During the process of reading the instructions written in our DNA to make useful proteins, an intermediate form of genetic material is formed, called RNA. The RNA produced from these expansions got special properties that make the DNA - where all important cellular information is stored -  vulnerable to breakage. These genomic breaks are a real threat to cells since they interfere with all cellular activities and can cause cell death.

 

Luckily, our cells got repair toolkits specially designed to fix these breaks as and when they arise. Sadly however, the products of the expansion in patients with dementia and ALS results in protein and RNA aggregates that suck specific components of our precious repair toolkits – in a process called autophagy - making it even more difficult for cells to carry on, and they eventually die. The team was able to prevent neuronal cell death by modulating certain DNA repair toolkits using gene therapy approaches.

Publisher:

Nature Neuroscience- It is the top and the world-leading journal in Neuroscience with impact factor 16.874

Authors:

Callum Walker1,2,3¶, Saul Herranz-Martin2¶, Evangelia Karyka1,2.3, Chunyan Liao3, Katherine Lewis2, Waheba Elsayed4, Vera Lukashchuk2, Shih-Chieh Chiang3, Swagat Ray3, Padraig J. Mulcahy2, Mateusz Jurga3, Ioannis Tsagakis2,Tommaso Iannitti2,Jayanth Chandran2,Ian Coldicott2, Kurt J De Vos2, Mohamed K. Hassan4, Adrian Higginbottom2, Pamela J. Shaw2, Guillaume M. Hautbergue2, Mimoun Azzouz1,2, Sherif F. El-Khamisy1,3,4*

 

Institutions Order:

1SITraN and Krebs Institutes, Neurodegeneration and Genome Stability Group, University of Sheffield, UK

2Sheffield Institute for Translational Neuroscience, University of Sheffield, 385a Glossop Road, S10 2HQ, Sheffield, UK

3Krebs and Sheffield Institutes for Nucleic Acids, Department of Molecular Biology and Biotechnology, Firth Court, University of Sheffield, S10 2TN, Sheffield, UK

4Center for Genomics, Helmy Institute for Medical Sciences, Zewail City of Science and Technology, Giza, Egypt.
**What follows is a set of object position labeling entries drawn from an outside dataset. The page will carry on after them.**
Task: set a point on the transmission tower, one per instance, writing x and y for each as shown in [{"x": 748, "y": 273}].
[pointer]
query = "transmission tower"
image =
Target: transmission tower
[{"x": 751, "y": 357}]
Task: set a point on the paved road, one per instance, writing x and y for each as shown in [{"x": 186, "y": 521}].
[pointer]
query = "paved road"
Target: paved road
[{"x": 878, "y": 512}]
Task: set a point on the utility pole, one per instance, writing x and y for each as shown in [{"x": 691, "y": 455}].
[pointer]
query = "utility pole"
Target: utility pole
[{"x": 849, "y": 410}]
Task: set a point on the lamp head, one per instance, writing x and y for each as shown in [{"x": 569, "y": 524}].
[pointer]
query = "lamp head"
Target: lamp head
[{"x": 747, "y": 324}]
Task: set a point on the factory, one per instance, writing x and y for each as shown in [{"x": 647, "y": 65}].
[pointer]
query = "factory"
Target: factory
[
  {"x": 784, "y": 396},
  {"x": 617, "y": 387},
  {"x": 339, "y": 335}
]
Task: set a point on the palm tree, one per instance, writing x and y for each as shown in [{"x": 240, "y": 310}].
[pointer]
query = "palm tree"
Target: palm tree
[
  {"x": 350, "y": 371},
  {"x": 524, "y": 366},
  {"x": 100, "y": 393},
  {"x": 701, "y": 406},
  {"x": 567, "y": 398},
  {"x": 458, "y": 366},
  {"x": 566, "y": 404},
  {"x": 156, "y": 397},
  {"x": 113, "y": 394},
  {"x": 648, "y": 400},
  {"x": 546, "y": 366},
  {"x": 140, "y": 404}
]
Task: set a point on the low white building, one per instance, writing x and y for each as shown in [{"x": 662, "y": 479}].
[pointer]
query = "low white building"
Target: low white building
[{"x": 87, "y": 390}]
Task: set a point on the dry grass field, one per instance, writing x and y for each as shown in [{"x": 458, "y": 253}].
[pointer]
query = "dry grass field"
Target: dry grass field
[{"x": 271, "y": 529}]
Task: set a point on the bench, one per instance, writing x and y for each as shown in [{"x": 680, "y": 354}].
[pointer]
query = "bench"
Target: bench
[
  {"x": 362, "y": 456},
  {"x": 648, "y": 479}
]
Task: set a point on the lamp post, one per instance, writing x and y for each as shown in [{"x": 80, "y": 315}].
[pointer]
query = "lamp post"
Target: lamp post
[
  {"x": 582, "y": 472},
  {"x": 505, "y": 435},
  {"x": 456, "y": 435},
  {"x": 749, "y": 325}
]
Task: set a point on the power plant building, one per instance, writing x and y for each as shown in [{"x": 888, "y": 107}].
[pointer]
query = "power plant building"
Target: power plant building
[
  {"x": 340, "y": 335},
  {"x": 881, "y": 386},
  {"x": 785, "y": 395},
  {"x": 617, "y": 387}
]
* Lead and corresponding author

Benefit this research provides to society and layman

  1. Potential cure for Dementia
  2. Potential cure for motor neuron disease (ALS)
  3. Potential cure for other related neurological disease such as Alzhemier’s and Parkinson’s
  4. Provides the lay with precautions and guidelines for what to do to prevent neurological disease.

The first link between two recent Nobel Prize discoveries: Autophagy (2016) and DNA Repair (2015).